If this will not help, add the optimizer directive into the
SELECT statement and don't forget to enable the directives in
your server environment:
$ export IFX_DIRECTIVES="ON"
$ dbaccess youdatabase - <<eof
...
CREATE PROCEDURE ...
...
FOREACH SELECT { +USE_INDEX(t1, idxnameof_id) } t1.id
INTO t1id_i FROM t2, t1 WHERE t2.recid + 0 = t1.id
...
END FOREACH;
END PROCEDURE;
...
COMMIT WORK;
eof
This will force the optimizer to do everything correct.
Bye
Stefan Weideneder
PS:
For Germans only: Das und vieles mehr lernt man im Informix
Seminar T225 ( man sollte auch schon mal Werbung machen ).
>Hi
>t1.id is indexed primary key. It has 1,000,000 rows.
>t2.recid is indexed primary key. It has 50 rows.

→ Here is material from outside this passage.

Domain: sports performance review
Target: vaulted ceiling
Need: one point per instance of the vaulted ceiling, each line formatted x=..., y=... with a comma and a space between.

>I have tried several queries below. They all take more than 3 minutes
>to update 50 rows in table t1.
>update t1
> set col1 = 'A',
> col2 = 0
>where t1.id in (select recid from t2)
This one shouldn't be bad with only 50 rows in
t2 and an index on t1.id. And it not a
correlated subquery like the other
ones you list (those'll be slow).
Maybe you need an 'update statistics' on the tables.
Hope that helps,
Douglas Wilson
If that doesn't work, (and this will sound odd), try putting a silly
criteria on t2 which will return all rows, like maybe...
update t1
set col1 = 'A',
col2 = 0
where t1.id in (select recid from t2 where recid < (largest possible recid
in t2 + 1) )
A silly criteria like this sometimes causes optimizers to scan t2 rather
than t1.
Worth a try.
Pete Bloxam.
(To reply please mail pe...@bloxam.force9.co.uk. Do not reply to sender as
an Anti Spam e-mail address was entered)
>update t1
> set col1 = 'A',
> col2 = 0
>where t1.id in (select recid from t2)
Did you do a 'set explain on' and get
an 'sqexplain.out' file? Are the two tables
actually in the same database, or is one of them
a synonym for a table in another db? Did you update
statistics?
Good Luck,
Douglas Wilson